600 hochrangige Führungspersönlichkeiten der internationalen Politik diskutieren auf der 52. Münchner Sicherheitskonferenz über die Schwächen der internationalen Ordnung. Vom 12. bis 14. Februar 2016 wird Bayerns Hauptstadt wieder zur Bühne für die wichtigsten sicherheitspolitischen Entscheidungsträger. Unter dem Vorsitz von Botschafter Wolfgang Ischinger versammeln sich in diesem Jahr zirka 30 Staats- und Regierungschefs und über 70 Außen- und Verteidigungsminister. Zudem werden knapp ein Dutzend Spitzenvertreter von internationalen Organisationen sowie 35 Chefs großer Unternehmen erwartet.

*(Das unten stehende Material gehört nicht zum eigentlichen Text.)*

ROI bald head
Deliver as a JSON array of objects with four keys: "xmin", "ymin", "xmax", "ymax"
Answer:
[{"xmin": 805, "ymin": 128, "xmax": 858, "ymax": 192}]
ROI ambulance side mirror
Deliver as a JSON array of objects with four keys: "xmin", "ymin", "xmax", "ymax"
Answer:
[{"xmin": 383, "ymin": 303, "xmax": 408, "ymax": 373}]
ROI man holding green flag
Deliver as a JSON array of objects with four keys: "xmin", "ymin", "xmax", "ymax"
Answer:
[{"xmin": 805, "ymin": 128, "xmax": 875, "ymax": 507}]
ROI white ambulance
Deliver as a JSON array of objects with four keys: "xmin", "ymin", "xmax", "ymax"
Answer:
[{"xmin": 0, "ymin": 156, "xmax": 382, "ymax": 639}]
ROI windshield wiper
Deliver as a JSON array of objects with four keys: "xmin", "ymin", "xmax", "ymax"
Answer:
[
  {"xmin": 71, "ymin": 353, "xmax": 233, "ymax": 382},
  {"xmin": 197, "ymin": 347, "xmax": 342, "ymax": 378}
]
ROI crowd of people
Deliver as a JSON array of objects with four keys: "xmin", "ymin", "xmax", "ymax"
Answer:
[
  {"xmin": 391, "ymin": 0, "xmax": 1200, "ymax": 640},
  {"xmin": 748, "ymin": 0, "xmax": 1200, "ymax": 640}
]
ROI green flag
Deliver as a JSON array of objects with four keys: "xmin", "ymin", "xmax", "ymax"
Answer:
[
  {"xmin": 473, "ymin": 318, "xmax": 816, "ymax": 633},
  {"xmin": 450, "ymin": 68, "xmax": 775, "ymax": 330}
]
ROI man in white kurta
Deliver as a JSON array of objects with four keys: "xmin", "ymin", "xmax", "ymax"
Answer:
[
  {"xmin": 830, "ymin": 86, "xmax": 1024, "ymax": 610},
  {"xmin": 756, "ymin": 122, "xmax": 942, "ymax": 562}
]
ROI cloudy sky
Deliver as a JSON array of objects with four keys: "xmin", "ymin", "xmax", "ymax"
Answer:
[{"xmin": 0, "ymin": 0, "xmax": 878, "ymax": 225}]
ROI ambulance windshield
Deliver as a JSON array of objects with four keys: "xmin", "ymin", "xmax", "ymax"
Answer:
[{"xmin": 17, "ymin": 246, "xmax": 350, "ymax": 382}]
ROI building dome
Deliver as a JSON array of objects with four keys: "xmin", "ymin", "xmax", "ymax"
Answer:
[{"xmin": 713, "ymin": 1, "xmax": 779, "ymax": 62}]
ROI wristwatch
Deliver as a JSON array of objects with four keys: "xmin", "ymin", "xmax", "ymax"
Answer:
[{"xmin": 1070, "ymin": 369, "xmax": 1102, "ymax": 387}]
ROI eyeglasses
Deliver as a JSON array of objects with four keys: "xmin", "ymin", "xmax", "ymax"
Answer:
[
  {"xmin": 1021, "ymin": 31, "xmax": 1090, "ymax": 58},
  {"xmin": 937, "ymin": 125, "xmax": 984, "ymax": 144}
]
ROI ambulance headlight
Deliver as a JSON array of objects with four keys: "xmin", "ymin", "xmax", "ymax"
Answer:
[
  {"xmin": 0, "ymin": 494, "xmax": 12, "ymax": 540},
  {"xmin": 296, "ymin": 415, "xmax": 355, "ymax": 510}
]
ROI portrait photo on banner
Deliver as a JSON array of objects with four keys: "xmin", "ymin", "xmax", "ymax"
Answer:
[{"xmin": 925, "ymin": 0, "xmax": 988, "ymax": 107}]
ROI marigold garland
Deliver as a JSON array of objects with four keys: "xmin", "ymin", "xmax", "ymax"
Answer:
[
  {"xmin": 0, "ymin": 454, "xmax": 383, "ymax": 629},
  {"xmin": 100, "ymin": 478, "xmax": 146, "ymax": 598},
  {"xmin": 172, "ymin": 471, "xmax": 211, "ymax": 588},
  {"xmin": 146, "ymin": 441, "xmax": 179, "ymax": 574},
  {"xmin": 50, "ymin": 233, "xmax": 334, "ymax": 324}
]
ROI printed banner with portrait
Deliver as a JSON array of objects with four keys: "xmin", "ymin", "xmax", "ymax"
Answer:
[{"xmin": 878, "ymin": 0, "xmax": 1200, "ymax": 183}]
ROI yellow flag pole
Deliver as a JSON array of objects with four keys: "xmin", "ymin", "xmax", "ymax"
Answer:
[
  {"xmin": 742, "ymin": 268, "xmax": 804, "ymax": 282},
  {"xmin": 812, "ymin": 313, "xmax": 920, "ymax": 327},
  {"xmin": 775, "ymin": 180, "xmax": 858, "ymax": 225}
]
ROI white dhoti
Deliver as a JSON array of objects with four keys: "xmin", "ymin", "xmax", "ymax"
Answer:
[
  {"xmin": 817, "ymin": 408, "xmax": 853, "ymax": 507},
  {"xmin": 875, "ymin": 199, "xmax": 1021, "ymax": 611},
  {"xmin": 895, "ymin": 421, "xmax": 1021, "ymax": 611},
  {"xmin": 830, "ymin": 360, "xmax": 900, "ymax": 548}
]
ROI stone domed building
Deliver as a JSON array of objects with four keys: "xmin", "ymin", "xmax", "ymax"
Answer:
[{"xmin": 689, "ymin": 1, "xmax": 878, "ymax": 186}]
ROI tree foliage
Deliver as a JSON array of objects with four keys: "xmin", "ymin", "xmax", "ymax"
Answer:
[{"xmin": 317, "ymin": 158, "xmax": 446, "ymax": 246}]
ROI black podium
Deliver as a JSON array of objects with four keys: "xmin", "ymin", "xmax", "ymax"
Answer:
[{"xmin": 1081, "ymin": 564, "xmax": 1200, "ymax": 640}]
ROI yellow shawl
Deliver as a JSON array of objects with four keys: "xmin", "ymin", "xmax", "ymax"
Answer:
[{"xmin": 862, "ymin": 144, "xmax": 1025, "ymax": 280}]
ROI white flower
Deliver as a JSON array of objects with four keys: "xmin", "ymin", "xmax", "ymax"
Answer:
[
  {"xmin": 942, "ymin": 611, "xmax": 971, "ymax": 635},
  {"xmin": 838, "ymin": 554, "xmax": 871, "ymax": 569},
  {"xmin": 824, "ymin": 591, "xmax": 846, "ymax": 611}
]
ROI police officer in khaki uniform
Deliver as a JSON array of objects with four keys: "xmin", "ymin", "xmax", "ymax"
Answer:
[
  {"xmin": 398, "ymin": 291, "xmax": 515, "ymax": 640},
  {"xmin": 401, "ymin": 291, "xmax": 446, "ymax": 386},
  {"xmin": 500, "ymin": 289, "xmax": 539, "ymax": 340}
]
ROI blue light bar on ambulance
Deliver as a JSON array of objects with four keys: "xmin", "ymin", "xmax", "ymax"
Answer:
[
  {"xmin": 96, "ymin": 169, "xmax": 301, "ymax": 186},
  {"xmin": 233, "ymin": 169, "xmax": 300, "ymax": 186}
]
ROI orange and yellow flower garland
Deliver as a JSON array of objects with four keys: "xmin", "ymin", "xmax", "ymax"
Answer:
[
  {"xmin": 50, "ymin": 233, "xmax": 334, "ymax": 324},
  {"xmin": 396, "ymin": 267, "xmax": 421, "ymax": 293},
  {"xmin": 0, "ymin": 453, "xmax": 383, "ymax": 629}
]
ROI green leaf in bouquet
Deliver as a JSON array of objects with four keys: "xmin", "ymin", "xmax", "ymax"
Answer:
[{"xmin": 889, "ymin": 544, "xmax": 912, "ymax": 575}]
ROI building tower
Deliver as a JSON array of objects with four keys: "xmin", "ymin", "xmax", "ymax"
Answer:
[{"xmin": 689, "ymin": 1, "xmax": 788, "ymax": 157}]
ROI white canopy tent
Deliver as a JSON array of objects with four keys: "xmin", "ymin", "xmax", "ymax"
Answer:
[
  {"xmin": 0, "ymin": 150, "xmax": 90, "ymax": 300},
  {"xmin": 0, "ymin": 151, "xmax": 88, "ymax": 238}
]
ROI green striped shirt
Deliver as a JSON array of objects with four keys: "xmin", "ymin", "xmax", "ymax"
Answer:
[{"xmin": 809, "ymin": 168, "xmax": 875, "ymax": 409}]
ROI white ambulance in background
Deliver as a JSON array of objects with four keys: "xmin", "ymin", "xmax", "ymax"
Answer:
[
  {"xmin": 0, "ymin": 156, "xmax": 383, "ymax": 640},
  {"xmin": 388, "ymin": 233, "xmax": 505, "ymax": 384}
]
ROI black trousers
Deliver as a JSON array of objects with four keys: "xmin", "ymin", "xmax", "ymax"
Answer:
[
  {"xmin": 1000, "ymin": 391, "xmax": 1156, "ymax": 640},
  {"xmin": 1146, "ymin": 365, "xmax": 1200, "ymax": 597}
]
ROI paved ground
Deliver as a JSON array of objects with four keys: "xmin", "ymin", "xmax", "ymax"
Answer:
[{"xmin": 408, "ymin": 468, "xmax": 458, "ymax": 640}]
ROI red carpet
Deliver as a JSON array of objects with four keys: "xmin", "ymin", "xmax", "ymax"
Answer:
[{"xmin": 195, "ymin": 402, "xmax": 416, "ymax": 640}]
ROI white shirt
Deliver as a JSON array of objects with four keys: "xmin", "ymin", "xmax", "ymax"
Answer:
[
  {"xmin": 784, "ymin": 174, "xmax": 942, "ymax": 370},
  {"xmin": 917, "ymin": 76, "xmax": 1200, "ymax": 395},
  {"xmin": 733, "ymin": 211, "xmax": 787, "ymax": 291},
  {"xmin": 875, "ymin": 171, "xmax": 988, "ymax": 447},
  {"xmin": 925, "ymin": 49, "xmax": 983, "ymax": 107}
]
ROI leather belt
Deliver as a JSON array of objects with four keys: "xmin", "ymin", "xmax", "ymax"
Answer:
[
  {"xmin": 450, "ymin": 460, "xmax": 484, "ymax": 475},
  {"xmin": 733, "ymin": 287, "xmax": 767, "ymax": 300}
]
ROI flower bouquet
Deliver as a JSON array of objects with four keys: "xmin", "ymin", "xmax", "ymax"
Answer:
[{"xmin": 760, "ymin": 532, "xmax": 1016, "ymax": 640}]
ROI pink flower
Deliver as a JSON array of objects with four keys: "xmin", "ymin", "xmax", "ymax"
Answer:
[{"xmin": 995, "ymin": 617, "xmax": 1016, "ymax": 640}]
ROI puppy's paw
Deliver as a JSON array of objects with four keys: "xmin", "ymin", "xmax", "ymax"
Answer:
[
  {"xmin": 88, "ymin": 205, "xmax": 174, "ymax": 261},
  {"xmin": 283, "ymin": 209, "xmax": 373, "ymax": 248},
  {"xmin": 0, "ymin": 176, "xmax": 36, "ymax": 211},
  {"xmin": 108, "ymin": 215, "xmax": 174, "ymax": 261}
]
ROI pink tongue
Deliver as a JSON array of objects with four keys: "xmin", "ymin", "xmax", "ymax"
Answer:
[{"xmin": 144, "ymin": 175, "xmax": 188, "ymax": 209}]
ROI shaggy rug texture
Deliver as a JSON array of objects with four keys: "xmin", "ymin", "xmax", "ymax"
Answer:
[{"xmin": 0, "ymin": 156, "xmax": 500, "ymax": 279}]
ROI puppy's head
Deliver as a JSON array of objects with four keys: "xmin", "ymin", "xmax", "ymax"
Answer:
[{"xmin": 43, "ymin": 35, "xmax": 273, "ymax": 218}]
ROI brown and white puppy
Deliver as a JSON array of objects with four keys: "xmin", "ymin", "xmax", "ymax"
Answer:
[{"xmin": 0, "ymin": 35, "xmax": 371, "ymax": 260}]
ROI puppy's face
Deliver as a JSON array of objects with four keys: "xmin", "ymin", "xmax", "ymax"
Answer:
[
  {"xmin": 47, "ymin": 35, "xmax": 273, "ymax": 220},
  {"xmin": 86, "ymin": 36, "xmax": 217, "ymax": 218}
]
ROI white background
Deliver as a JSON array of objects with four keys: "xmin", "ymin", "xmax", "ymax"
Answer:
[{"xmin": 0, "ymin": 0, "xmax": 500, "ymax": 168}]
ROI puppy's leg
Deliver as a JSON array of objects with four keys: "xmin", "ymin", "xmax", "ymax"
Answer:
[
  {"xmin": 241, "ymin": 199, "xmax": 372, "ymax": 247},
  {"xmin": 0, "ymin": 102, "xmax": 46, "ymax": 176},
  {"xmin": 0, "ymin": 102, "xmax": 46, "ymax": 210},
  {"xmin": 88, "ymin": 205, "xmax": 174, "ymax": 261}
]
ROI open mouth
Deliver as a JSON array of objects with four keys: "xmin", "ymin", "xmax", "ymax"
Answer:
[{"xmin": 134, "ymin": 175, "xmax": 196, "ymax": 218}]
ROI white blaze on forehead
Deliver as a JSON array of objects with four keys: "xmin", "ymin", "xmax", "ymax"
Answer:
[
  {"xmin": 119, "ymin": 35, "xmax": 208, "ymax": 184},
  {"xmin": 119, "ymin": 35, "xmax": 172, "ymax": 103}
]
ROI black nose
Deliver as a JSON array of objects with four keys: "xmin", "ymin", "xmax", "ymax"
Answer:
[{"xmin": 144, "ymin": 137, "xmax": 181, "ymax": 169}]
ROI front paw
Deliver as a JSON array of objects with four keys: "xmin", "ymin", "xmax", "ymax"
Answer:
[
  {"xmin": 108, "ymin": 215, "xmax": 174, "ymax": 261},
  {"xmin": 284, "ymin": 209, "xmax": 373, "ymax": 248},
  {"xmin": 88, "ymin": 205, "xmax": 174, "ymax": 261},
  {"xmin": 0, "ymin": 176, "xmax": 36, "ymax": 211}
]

Die Krisen in den Griff kriegen

Europas Umgang mit der Flüchtlingskrise, der Krieg in Syrien sowie die Zukunft der europäischen Sicherheitsordnung – das sind die zentralen Themen. Ebenso stehen die Stabilität in Subsahara-Afrika und Rüstungskontrolle im Cyberspace auf der Tagesordnung. Natürlich wird es auch um den Ukraine-Konflikt und die internationale Terrorgefahr gehen. Dazu werden erstmals öffentlich mehrere Geheimdienstchefs miteinander diskutieren, unter anderem der US-Geheimdienstdirektor James Clapper und der Direktor des britischen GCHQ, Robert Hannigan. Ebenfalls zum ersten Mal werden gemeinsam mit der Bill und Melinda Gates Stiftung und Merck auch die Gefahren von Epidemien für weltweite Stabilität und Sicherheit debattiert.

Militär für den Frieden

In den Bemühungen um einen Frieden in Syrien hält der Chef der Münchner Sicherheitskonferenz Wolfgang Ischinger notfalls auch militärischen Druck für geboten. Syrien werde bei der dreitägigen Konferenz eine durchgehende Rolle spielen, kündigte Ischinger an. Die internationale Gemeinschaft müsse mit einer Stimme sprechen und einen Stufenplan festlegen. „Wenn es gar nicht anders geht“, könne es nötig sein, auch militärische Macht einzusetzen, um einen Frieden zu erzwingen. Europa habe zu lange weggesehen und trage Mitverantwortung für die menschliche Katastrophe in dem Land. Dennoch blickt Ischinger optimistisch in die Zukunft, wie er im aktuellen BAYERNKURIER-Interview erklärt.

Die Weltordnung ist zwar ins Schwanken geraten, und die Herausforderungen sind groß. Aber ich habe keine Angst davor, dass das 21. Jahrhundert so schlimm wird wie das 20., oder gar schlimmer. Man muss in der Außen- und Sicherheitspolitik Optimist bleiben und strategische Geduld bewahren.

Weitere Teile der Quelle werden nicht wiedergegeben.